You’re sitting there in the boardroom, flanked by account managers and project coordinators. All eyes are on you, including those of the designer standing at the head of the room. Their face has gone from excited to anxious as they wait on your next word.

“It’s great…”

You were excited too, back when you made the decision to revamp your logo. It was time to breath new life into your brand! It was time for change! Change is good. Change is exciting. You’ve been waiting weeks for the reveal. Now, here it is, and there it is: your new logo.


But it’s not what you thought it would be. What went wrong? How’d it go wrong? You were crystal clear with your communication, yet here you are, underwhelmed. Looks like it’s back to the drawing board. Luckily for you, we’ve come up with a checklist for how to work with your designer and ensure successful results.

Build a Relationship

Start to finish communication improves relationships and builds trust with your designer. Having a good relationship will help with the creative process and working through ideas. This part of the process can often be difficult, so the more comfortable you are with your designer, the easier it will be to give feedback and discuss ideas.

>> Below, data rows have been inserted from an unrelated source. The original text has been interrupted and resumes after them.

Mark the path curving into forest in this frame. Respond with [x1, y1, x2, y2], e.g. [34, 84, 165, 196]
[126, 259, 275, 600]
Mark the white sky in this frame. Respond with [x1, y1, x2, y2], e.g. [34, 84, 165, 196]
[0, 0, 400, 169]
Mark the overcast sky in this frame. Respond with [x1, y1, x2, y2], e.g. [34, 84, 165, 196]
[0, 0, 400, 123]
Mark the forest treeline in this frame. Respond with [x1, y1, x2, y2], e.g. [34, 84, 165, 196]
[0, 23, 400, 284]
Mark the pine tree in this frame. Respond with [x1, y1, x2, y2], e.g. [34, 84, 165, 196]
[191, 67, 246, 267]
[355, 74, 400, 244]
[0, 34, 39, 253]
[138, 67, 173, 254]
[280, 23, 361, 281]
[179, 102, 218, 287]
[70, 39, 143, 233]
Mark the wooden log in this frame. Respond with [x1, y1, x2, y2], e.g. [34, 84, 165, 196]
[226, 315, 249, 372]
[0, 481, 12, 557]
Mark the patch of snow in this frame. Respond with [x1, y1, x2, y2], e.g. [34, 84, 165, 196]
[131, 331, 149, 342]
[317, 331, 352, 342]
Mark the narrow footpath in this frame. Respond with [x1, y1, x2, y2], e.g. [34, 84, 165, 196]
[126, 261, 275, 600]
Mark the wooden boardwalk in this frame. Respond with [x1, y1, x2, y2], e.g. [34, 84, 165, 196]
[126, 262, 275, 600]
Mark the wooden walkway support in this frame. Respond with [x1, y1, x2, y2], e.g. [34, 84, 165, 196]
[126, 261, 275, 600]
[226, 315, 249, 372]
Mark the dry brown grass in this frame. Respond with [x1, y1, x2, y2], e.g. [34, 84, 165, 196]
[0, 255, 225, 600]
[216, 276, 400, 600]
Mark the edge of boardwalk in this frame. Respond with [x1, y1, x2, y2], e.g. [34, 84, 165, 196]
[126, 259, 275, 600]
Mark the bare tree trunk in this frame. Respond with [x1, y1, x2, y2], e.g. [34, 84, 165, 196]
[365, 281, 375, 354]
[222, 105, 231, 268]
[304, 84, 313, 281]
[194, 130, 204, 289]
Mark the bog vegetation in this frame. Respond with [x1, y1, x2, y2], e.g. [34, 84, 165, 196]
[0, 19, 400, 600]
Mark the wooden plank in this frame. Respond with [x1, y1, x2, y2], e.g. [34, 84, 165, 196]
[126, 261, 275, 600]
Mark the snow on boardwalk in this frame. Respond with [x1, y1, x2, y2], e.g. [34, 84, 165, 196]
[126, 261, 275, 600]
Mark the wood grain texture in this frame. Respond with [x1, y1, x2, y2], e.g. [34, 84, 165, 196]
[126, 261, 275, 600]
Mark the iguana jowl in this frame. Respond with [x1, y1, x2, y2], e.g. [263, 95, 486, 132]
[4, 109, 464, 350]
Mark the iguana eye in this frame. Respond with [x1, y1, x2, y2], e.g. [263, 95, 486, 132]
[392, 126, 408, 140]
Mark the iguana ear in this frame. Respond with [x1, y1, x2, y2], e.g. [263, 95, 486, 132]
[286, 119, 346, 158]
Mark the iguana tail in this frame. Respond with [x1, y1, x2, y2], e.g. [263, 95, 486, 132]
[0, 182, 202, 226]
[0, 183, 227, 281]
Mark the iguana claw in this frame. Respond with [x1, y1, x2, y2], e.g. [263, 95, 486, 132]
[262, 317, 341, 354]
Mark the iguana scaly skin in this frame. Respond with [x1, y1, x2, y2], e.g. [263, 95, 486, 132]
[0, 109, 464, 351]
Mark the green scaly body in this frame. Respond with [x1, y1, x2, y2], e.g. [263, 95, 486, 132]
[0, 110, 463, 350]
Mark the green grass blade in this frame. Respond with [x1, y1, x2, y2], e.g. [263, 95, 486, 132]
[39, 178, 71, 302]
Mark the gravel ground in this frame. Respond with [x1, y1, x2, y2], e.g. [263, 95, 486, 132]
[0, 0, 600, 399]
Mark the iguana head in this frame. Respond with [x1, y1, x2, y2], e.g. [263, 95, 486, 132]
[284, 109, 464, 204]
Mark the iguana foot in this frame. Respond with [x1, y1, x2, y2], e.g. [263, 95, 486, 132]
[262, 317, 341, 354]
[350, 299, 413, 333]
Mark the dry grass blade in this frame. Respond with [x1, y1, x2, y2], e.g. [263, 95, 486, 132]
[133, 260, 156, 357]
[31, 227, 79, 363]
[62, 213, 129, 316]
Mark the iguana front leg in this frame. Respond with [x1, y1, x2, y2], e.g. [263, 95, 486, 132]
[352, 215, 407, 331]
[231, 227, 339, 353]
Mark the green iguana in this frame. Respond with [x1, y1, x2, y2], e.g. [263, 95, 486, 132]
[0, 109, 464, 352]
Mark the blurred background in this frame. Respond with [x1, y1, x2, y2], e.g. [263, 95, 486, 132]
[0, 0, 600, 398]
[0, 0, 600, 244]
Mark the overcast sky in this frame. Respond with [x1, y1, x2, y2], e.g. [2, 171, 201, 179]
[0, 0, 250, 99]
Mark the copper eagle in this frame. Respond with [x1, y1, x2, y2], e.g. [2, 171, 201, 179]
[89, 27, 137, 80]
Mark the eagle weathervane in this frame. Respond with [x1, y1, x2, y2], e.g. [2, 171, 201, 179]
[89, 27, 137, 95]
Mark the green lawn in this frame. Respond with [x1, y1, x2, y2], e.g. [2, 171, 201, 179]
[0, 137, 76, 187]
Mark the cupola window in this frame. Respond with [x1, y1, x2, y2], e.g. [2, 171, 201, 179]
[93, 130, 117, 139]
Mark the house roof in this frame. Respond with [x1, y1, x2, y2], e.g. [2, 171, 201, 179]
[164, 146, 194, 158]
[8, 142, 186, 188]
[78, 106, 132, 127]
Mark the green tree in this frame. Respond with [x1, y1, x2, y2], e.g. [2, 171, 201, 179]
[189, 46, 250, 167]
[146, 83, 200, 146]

In order to build good relationships and trust, treat your designer or any other vendor like part of your team. Even if they’re a freelancer, they’ll feel more connected to your company and you’ll have a better foundation for a successful project.

Stay Involved

When you start a logo project, a designer will ask a series of questions to gather important information about your vision. But the conversation shouldn’t stop there. It’s important for a designer to keep you in the loop and show ongoing progress, not just final concepts. This helps avoid going down the wrong path with a particular idea and wasting valuable hours.

I’ll be the first to admit that I don’t enjoy doing this. As a designer, you don’t want to underwhelm your client with rough ideas. Heart surgery looks like murder if you check in halfway through. As the client, keep in mind that these are drafts, not finished products. These ongoing reviews will ensure you and your designer are on the same page early on in the process.


Provide Knowledge

You know more about your industry than the designer does. Make sure you inform them on important information about your company and what you’re trying to communicate with your new logo. Ongoing conversation leads to new ideas and helps fill in knowledge gaps during the creative process. You may have a change of heart, maybe new information surfaces, or additional people become involved with the project. Whatever the reason may be, it’s important to have these conversations during the creative process. I’ve been involved with logo projects where you’ve gone down a certain path, only to start over from scratch because new information wasn’t brought up until late in the game.

Ask to See Concepts in Action

It’s tough to visualize how a brand may look beyond a logo. The logo is just a small piece of an entire pie when it comes to the look of your brand. Have your designer provide mockups of how your logo can look on marketing materials like signage, stationery, or even vehicle wraps. These don’t have to be the final look of your marketing materials, just something to help you visualize the look and feel of a concept. I usually try and do this closer to the final concepts stage when we’ve narrowed in on a specific direction. I find it helps my clients to see the potential of what their brand can look like. It’s a pretty valuable visual to include and can really influence a clients’ decision. Check out our latest branding case study for Zehr with more examples.


Give Constructive Feedback

Feedback is one of the most important aspects of the creative process. Make sure to provide your designer with feedback that will be constructive and useful. Being detailed and specific with your comments will go a long way. If you’re not liking a concept, explain why. Is it the colour? The font choice? What is it that you don’t you like? This type of specific feedback is key to your designers’ process, giving them the required information to modify and craft new concepts closer to your vision. I was once told a client “was just were not feeling” my design. The logo “didn’t speak to them”. Unfortunately, this isn’t actionable feedback, nor was it helpful. It provided zero direction and left me with no clear next step. I understand it can be hard to articulate feelings, but the more specific the feedback, the better your end result will be.

Next time

There are a variety of reasons why a logo project may fall short. If you’ve had an unsuccessful logo project in the past, it could be due to the lack of communication during the creative process. This doesn’t mean it still can’t happen. Design is very subjective and it’s normal to run into challenges during the creative process. However, if you make it a priority to have good communication with your designer going forward, you’ll be better set up for success in the future.